Max schmiedet den kompletten Weg bis zum Eingang der Ruine Pläne wie wir dem sicheren Tod durch Verdursten jetzt noch entkommen können. Die naheliegendste Lösung ist der Kiosk neben dem Eingang. Mit drei Belize Dollar für den Liter ist das Wasser dort nicht ganz billig, aber kühl. Max trinkt genau einen Schluck, bis er mir die Flasche zum Einpacken gibt. So kurz vor der Dehydration war er also.

Xunantunich – Der Eintritt

Neben der Kasse ist eine kleine Polizeistation. Dann kommt das Kassenhäuschen, 10 Belize Dollar pro Person kostet der Spaß. Zuerst gehen wir in das kleine Museum. Darin gibt es ein paar nette Geschichten und Artefakte. Außerdem erzählen sie auch hier einige nette Dinge über den Totenkult, die die Infos aus Cahal Pech gestern ergänzen. So wurden die Toten nicht nur unter dem Fußboden gelagert, nein man hat sie auch gelegentlich von dort herausgeholt um Riten mit ihnen durchzuführen.

Xunantunich wurde übrigens um das Jahr 900 verlassen. Dafür ist die Anlage aber noch erstaunlich gut in Schuss. Natürlich wurde auch hier, wie in vielen Anlagen in denen wir inzwischen waren das ein oder andere restauriert, aber es fällt nicht so offensichtlich ins Auge wie bei Chichen Itza.

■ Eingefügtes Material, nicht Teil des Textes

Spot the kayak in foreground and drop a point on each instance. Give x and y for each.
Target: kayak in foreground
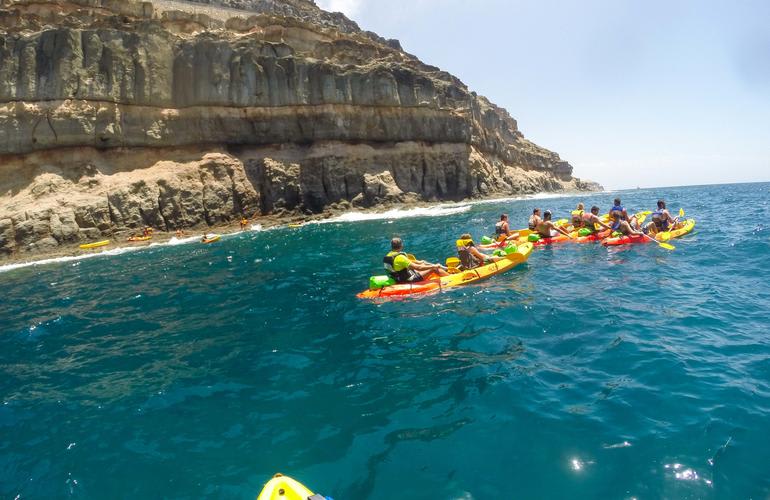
(96, 244)
(435, 282)
(688, 226)
(282, 487)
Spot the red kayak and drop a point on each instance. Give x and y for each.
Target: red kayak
(592, 237)
(625, 240)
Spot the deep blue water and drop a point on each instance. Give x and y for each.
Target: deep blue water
(199, 371)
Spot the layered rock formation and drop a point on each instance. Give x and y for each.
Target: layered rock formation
(117, 115)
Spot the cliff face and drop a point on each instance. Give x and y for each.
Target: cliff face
(116, 115)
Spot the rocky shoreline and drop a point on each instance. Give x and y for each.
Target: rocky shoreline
(116, 116)
(119, 239)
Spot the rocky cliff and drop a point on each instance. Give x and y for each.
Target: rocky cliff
(116, 115)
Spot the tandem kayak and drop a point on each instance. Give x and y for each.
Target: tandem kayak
(435, 282)
(96, 244)
(600, 235)
(282, 487)
(686, 228)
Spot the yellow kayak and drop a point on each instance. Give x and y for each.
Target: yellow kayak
(282, 487)
(687, 227)
(96, 244)
(435, 282)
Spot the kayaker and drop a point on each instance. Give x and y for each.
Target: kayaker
(534, 219)
(577, 216)
(547, 229)
(503, 229)
(470, 256)
(621, 222)
(403, 270)
(588, 220)
(661, 220)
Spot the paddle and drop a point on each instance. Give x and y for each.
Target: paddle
(667, 234)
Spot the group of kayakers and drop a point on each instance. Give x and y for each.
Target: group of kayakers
(405, 268)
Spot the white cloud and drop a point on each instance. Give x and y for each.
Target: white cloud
(348, 7)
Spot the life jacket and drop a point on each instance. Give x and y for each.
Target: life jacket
(657, 218)
(467, 259)
(402, 276)
(586, 221)
(616, 212)
(577, 216)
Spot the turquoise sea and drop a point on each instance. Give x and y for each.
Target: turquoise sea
(198, 371)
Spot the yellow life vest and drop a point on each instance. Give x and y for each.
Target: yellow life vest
(462, 243)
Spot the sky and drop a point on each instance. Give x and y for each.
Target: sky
(653, 93)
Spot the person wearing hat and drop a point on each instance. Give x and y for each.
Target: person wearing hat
(503, 230)
(589, 219)
(470, 256)
(534, 219)
(621, 222)
(547, 229)
(404, 270)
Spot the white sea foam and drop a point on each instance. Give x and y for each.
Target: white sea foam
(396, 213)
(68, 258)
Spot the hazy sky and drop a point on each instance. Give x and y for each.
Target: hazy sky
(630, 93)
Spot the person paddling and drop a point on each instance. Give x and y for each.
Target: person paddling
(403, 270)
(621, 222)
(534, 219)
(589, 219)
(577, 216)
(547, 229)
(470, 256)
(503, 229)
(661, 220)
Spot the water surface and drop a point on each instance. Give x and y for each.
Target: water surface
(199, 371)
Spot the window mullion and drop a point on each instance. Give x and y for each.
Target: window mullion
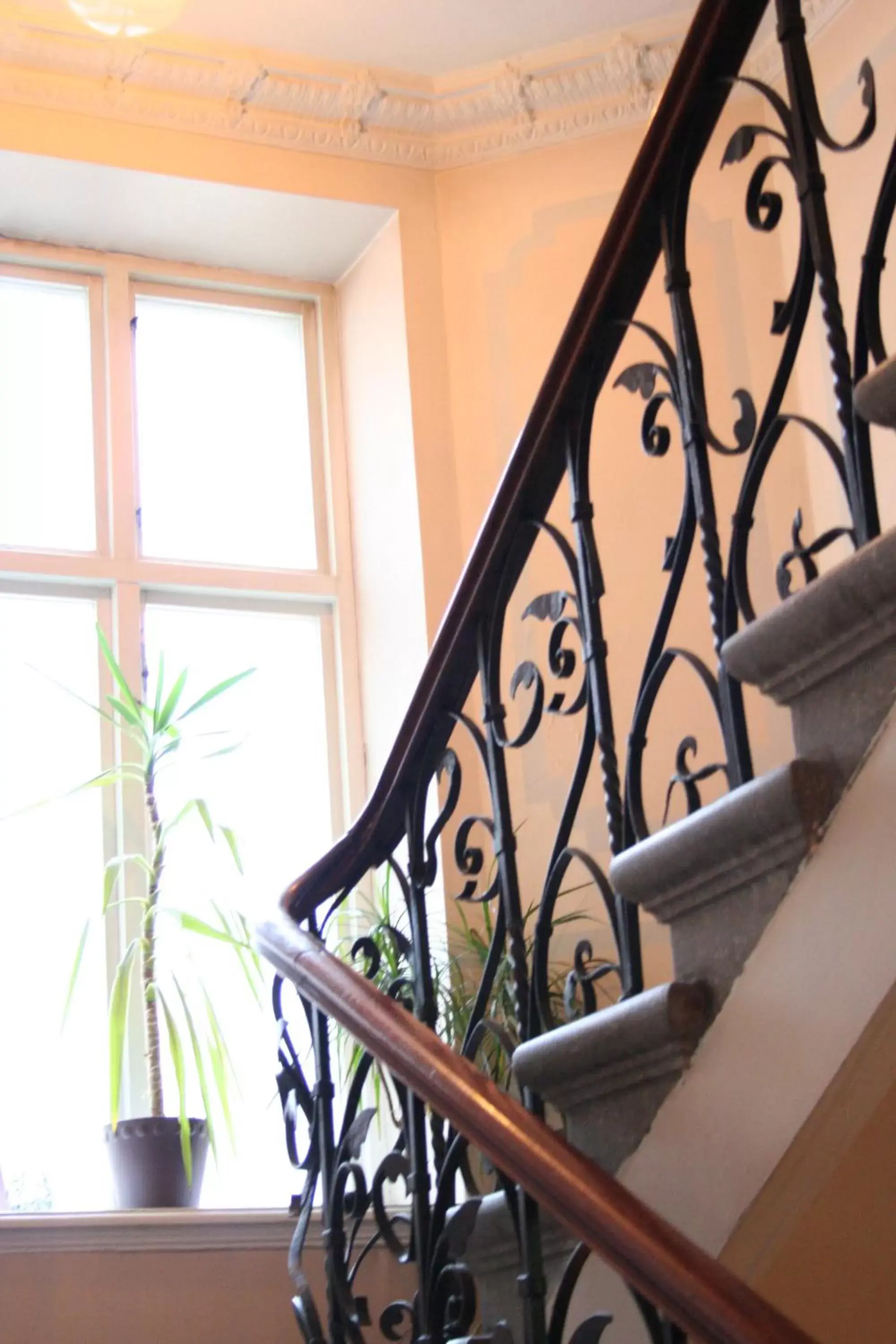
(121, 413)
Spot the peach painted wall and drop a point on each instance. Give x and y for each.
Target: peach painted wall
(167, 1297)
(386, 518)
(517, 237)
(864, 30)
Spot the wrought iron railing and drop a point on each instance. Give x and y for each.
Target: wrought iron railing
(417, 804)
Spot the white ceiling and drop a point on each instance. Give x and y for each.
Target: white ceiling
(425, 37)
(80, 205)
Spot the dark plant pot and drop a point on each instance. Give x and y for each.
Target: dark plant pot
(147, 1164)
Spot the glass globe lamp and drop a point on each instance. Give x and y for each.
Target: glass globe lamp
(127, 18)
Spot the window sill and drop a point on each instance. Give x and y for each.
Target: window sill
(152, 1230)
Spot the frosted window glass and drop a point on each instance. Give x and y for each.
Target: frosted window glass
(225, 449)
(53, 1086)
(276, 793)
(46, 417)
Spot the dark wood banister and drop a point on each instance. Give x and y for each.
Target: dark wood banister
(685, 117)
(708, 1301)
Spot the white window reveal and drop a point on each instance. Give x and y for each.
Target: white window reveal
(166, 475)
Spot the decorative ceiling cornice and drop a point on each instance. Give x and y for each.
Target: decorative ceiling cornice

Die Ruinen von Xunantunich

Auf dem Gelände ist deutlich mehr los als in Cahal Pech, aber es ist nicht überlaufen. Die 40 Meter hohe Pyramide ist nicht nur toll von unten anzusehen, man darf auch komplett hinauf. Es gibt allerdings keine Frontaltreppe wie in Cahal Pech, Mayapan und Chichen Itza, sondern eher kleine verwinkelte Treppen, die immer nur ein weiteres Stockwerk hinauf führen. Außerdem gibt es ein paar Räume und einen Durchgang, in denen Fledermäuse an der Decke hängen.

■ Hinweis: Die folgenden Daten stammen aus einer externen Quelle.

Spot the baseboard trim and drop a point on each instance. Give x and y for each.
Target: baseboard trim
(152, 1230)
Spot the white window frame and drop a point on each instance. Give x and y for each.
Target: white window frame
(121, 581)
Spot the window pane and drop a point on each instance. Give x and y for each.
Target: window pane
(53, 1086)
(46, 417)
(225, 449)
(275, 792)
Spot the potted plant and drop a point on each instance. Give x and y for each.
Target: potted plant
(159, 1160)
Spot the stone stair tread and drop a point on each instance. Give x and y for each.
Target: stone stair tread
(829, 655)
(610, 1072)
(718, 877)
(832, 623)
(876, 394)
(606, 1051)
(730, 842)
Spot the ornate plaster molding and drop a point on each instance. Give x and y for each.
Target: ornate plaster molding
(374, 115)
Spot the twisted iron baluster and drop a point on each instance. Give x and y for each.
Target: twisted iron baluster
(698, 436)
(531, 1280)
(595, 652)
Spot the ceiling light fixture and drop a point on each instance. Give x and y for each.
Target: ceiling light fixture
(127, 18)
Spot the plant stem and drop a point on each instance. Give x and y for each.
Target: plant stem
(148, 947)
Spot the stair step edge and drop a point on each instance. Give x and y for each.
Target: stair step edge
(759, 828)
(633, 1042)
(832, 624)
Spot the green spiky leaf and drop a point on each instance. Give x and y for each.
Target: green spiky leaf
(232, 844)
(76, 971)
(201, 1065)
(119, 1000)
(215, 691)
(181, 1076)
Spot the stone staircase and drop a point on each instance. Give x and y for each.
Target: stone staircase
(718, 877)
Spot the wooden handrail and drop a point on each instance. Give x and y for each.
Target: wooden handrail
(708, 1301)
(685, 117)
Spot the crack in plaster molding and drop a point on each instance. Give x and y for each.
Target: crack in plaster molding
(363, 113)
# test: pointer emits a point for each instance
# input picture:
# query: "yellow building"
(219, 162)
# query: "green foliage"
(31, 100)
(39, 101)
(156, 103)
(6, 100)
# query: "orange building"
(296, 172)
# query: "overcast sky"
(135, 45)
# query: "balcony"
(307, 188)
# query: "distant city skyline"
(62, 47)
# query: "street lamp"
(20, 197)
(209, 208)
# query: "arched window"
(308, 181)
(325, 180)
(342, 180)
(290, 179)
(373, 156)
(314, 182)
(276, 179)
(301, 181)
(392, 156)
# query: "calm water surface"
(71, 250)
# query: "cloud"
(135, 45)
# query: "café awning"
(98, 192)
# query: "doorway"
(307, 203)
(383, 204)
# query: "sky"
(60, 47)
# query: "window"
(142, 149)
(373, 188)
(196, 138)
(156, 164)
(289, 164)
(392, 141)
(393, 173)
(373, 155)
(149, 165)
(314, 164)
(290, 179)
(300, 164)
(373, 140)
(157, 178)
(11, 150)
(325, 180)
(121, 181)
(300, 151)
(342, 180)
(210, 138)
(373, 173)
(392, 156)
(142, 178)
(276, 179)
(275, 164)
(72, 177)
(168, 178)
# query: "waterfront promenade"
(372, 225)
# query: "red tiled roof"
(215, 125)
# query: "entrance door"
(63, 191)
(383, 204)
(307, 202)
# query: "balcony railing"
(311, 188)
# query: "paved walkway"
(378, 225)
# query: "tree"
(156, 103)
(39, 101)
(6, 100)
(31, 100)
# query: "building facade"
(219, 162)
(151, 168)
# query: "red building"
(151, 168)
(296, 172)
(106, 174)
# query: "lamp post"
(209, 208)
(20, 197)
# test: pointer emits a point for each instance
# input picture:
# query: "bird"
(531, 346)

Oben auf der Pyramiden erschließt sich uns ein weiter Blick ins Umland. Wir können bis nach Guatemala sehen. In der Ferne hören wir Brüllaffen schreien. Es ist toll hier oben und ich muss mich nach einiger Zeit beinahe mit Gewalt losreißen, um wieder nach unten zu gehen.

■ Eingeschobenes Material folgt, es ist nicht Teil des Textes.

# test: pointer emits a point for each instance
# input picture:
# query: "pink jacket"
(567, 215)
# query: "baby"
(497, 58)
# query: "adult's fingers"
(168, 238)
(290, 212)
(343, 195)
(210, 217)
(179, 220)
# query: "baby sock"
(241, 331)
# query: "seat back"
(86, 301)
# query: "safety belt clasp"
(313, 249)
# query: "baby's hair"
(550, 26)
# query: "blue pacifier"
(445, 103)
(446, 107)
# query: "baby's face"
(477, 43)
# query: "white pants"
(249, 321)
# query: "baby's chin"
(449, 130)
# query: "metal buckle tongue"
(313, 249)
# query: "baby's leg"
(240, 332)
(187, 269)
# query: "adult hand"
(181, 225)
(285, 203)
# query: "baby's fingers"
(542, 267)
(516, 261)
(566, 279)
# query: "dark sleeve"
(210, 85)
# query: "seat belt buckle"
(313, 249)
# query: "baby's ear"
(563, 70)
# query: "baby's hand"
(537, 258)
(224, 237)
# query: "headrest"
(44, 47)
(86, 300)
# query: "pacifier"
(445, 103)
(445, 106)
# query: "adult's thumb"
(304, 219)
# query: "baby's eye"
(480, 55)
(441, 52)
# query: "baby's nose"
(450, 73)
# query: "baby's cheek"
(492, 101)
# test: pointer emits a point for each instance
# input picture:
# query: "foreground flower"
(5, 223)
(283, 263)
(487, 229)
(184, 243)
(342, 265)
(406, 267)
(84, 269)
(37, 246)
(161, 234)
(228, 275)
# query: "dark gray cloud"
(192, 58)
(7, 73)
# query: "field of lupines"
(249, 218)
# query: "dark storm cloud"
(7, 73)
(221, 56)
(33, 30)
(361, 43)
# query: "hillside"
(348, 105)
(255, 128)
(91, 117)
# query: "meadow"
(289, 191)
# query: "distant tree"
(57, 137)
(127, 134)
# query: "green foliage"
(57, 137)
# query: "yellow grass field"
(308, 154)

Der Rest des Geländes ist schön. Man kann noch auf zwei niedrigere Pyramiden hinauf. Im hinteren Teil ist auch hier wieder ein von Gebäuden umgebener Platz. Dort findet Max eine Lesebrille. Wir nehmen sie ein gutes Stück mit Richtung Eingang und drapieren sie dort gut sichtbar. Falls ihr Besitzer sie suchen sollte, kann er sie dort überhaupt nicht übersehen. Aber vermutlich lag sie schon länger herum.

Affen in Xunantunich

Dann treten wir den Heimweg an. Auf etwa halber Strecke raschelt es plötzlich in einem Baum am Straßenrand. Dort sitzt ein Brüllaffe. Als wir näher kommen, entdecken wir noch zwei weitere. Sie sitzen in Blätterdach und mampfen genüsslich das junge Grün.

Nach ein paar Minuten gesellen sich drei Autos mit Touristen zu uns. Die Affen interessiert das wenig. Sie schauen gelegentlich desinteressiert herüber und essen gemütlich weiter. Ich bekomme einen von ihnen tatsächlich sogar ganz gut vor die Linse.

Von Xunantunich nach San Ignacio

Auf der Fähre ist es voll. drei Kleintransporter und um die zwanzig Menschen werden hinauf gepackt. Es ist auch eine Gruppe Jugendlicher mit offensichtlich genervter Aufsicht dabei, die alles mindesten dreimal sagen muss, bis einer der Halbwüchsigen reagiert.

Neben der Fährstation ist eine Bushaltestelle. Ein Polizist erklärt uns freundlich dass wir hier warten können, er würde uns aber auch ein Taxi rufen wenn wir das lieber wollen. Wir danken ihm und warten auf den Bus. Nach etwa zehn Minuten taucht er in der Ferne auf. Wir haben ihn schon gesehen. Trotzdem kommt der Polizist nochmals extra zu uns um uns zu zeigen, dass dort unser Bus ist. Auch ein weiterer Mann, der mit uns gewartet hat, versichert uns, dass das unser Bus sei. Wir sind von so viel Fürsorge ganz gerührt.

Der restlichen Tag haben wir nicht mehr viel Programm. Als spätes Mittagessen gibt es nochmals indisch – ein Hund leistet uns dabei Gesellschaft. Zum Abendessen gibt es Salat und eine schwangere Katze leistet uns Gesellschaft. Bei Sonnenuntergang machen die Vögel vor unserem Fenster wieder wie jeden Abend Party. Es macht einen Heidenlärm und ich verstehe, dass die Leute von den Vögeln und ihren Hinterlassenschaften genervt sind. Aber es klingt so toll, ich könnte ihnen stundenlang zuhören!